Historiker

Jacques-Auguste de Thou | Französischer Staatsmann und Historiker

Jacques-Auguste de Thou , Thou buchstabierte auch Thuanus (geboren am 8. Oktober 1553 in Paris , Frankreich - gestorben am 7. Mai 1617 in Paris), einen französischen Staatsmann, Bibliophilen und Historiographen, dessen distanzierte, unparteiische Herangehensweise an seine eigenen Ereignisse Die Zeit machte ihn zu einem Pionier in der wissenschaftlichen Herangehensweise an die Geschichte .

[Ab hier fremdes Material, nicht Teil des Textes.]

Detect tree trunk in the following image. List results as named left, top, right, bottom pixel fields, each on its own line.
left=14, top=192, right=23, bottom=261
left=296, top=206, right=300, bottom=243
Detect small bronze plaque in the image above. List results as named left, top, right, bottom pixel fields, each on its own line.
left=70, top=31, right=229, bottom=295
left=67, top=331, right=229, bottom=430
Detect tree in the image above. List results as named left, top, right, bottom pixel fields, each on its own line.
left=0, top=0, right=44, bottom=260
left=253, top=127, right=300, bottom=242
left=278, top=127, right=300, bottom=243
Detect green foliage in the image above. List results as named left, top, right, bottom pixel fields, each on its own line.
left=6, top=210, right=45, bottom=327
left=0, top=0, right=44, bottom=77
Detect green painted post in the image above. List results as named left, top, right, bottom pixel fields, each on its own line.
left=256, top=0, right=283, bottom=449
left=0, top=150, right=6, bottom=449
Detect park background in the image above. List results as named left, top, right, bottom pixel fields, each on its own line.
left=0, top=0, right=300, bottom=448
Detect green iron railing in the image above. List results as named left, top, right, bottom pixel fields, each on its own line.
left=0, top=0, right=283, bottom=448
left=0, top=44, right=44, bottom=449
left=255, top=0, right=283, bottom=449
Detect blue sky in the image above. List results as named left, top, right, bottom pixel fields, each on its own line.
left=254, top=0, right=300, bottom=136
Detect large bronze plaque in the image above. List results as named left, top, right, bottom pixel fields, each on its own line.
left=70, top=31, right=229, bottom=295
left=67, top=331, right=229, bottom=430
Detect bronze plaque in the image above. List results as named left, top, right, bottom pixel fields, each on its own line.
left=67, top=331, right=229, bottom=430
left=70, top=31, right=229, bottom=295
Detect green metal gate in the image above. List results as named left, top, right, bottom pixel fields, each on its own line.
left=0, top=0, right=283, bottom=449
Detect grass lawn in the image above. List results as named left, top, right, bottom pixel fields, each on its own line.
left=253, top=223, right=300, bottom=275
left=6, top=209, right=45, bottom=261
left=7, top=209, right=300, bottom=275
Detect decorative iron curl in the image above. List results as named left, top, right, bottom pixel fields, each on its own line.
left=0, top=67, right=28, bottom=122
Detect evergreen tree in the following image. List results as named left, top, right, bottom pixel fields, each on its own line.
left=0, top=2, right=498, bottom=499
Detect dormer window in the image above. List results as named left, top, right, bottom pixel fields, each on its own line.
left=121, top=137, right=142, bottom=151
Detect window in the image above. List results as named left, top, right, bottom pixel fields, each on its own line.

De Thou wurde in eine Familie hineingeboren, die für ihre Staatsmänner und Gelehrten bekannt ist. Er studierte Rechtswissenschaften in Orléans , Bourges und Valence . Er war jedoch zunächst für die Kirche bestimmt und trat die Nachfolge seines Onkels als Kanoniker von Notre Dame (Paris) an. Als Staatsrat, er treu gedient sowohl Henry III und Henry IV, Direktor der Königlichen Bibliothek in 1593 immer Präsident des Paris Auf immer parlement im Jahr 1595 nutzte er seine Autorität im Interesse des religiösen Friedens, Verhandlungen über die Edikt Nantes (1598) mit den Protestanten, während im Namen des Gallikanismus (eine Ablehnung der päpstlichen Vorherrschaft) gegen die Anerkennung des Konzils von Trient. Diese Haltung führte zu der Feindseligkeit der katholischen Hierarchie , die ihre Verfolgung verstärkte, als 1604 die erste Ausgabe seiner Geschichte erschien. Nach dem Tod Heinrichs IV. (1610) verweigerte ihm die Königinregentin Marie de Médicis die Position des Premierpräsidenten des Parlaments, ernennt ihn stattdessen zum Mitglied des Conseil de Finances.

Die Haupttätigkeit in de Thous Leben war das Schreiben seiner Geschichte. Sein Ziel war es, ein rein „wissenschaftliches“ und unvoreingenommenes Werk zu produzieren, das seine Ära aufzeichnet. Vielleicht, um eine notwendige Distanz zu erreichen, schrieb erHistoria sui temporis („Geschichte seiner Zeit“) in lateinischer Sprache. Die ersten 18 Bücher, die die Zeit bis 1560 umfassten, erschienen 1604, als sie sofort von jenen angegriffen wurden, die de Thou als „heimtückisch und abweichend“ bezeichneten. Der zweite Teil (der sich mit den ersten Religionskriegen von 1560 bis 1572 befasste) wurde in das Verzeichnis der verbotenen Bücher der Kirche aufgenommen. Als der dritte Teil (bis 1574) und der vierte Teil (bis 1584) 1607–08 erschienen, verursachten sie trotz der Bemühungen des Historikers, unparteiisch zu bleiben, einen ähnlichen Aufschrei. Als Antwort auf seine Kritiker schrieb de Thou eine nützliche Ergänzung zur Historia , seine Reihe von Memoranden (übersetzt ins Französische als Mémoires de la vie de Jacques-Auguste de Thou, 1711).

Die erste vollständige Ausgabe der umfangreichen Geschichte, einschließlich des fünften Teils (bis 1607), wurde 1620 von den Gelehrten Pierre Dupuy und Nicolas Rigault veröffentlicht. Fünf Jahre später wurden die sechs Memoirenbände angehängt. Die französische Standardübersetzung, Histoire universelle de Jacques-Auguste de Thou, depuis 1543 jusqu'en 1607, 16 vol. (1734; Eng. Trans., 2 Vol., 1724–34), wurde von Abbé Desfontaines und anderen Gelehrten veröffentlicht. De Thous Historia wurde sorgfältig recherchiert und stammt aus zuverlässigen Quellen. Es ist ein Modell für große Gelehrsamkeit und hohe Gelehrsamkeit.